Peut-être avant la fin de ce jour solennel,
Vous aurez à combattre et le trône et l'autel;
César pour le venger, laisse en perdant la vie,
Les suppôts du mensonge et de la tyrannie.
Mais aucune frayeur ne doit nous captiver:
Qui veut rompre ses fers, doit savoir tout braver.
Qu'importé la mort même à l'homme de courage?

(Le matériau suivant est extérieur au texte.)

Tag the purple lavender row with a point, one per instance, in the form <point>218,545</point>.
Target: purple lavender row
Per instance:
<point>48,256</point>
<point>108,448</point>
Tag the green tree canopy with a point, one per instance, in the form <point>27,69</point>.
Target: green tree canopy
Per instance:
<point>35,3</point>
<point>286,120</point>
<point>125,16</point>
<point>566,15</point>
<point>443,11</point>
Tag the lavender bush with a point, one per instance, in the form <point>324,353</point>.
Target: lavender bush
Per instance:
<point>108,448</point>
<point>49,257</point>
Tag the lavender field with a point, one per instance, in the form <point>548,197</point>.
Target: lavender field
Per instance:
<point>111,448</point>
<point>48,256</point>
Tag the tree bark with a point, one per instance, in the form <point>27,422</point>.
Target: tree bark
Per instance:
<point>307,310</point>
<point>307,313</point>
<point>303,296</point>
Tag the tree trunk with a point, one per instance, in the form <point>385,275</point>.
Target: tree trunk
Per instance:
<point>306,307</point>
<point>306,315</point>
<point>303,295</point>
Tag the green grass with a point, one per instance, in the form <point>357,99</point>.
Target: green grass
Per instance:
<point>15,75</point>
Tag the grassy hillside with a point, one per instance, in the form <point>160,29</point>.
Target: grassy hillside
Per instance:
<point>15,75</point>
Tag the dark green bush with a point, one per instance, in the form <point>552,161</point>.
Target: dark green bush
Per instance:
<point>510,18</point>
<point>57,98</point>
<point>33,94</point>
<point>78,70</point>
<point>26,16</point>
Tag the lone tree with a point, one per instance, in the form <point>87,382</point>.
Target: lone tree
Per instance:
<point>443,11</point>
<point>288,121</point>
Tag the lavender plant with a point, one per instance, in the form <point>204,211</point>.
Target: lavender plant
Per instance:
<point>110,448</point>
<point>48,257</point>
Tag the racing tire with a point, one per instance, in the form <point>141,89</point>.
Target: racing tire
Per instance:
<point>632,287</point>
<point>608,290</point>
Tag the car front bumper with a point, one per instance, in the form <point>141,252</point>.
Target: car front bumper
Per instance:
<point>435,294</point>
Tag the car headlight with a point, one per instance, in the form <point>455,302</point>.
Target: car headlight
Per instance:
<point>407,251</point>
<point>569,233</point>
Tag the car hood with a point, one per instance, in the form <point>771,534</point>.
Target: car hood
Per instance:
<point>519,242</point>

L'être libre par elle échappe à l'esclavage;
Et si la liberté pouvait jamais périr,
Cassius ne voudrait que l'honneur de mourir.
CIMBER.
Le même sentiment nous presse, nous anime.
DECIMUS.
Cimber t'annonce, ami, ce que pense Décime.
CASSIUS.
Eh bien! affermissons le règne heureux des loix,
Et ne portons le joug des prêtres ni des rois;
C'en est fait, désormais, ne souffrons rien dans Rome,
Qui puisse dégrader la dignité de l'homme.
Assez et trop long-tems des tyrans odieux
Ont caché leur faiblesse en s'entourant des dieux.
Laissons aux imposteurs le besoin de séduire;
Sur nous, sur l'univers la vérité va luire.
Républicains, voilà votre divinité:
C'est le dieu de Brutus, l'auguste liberté.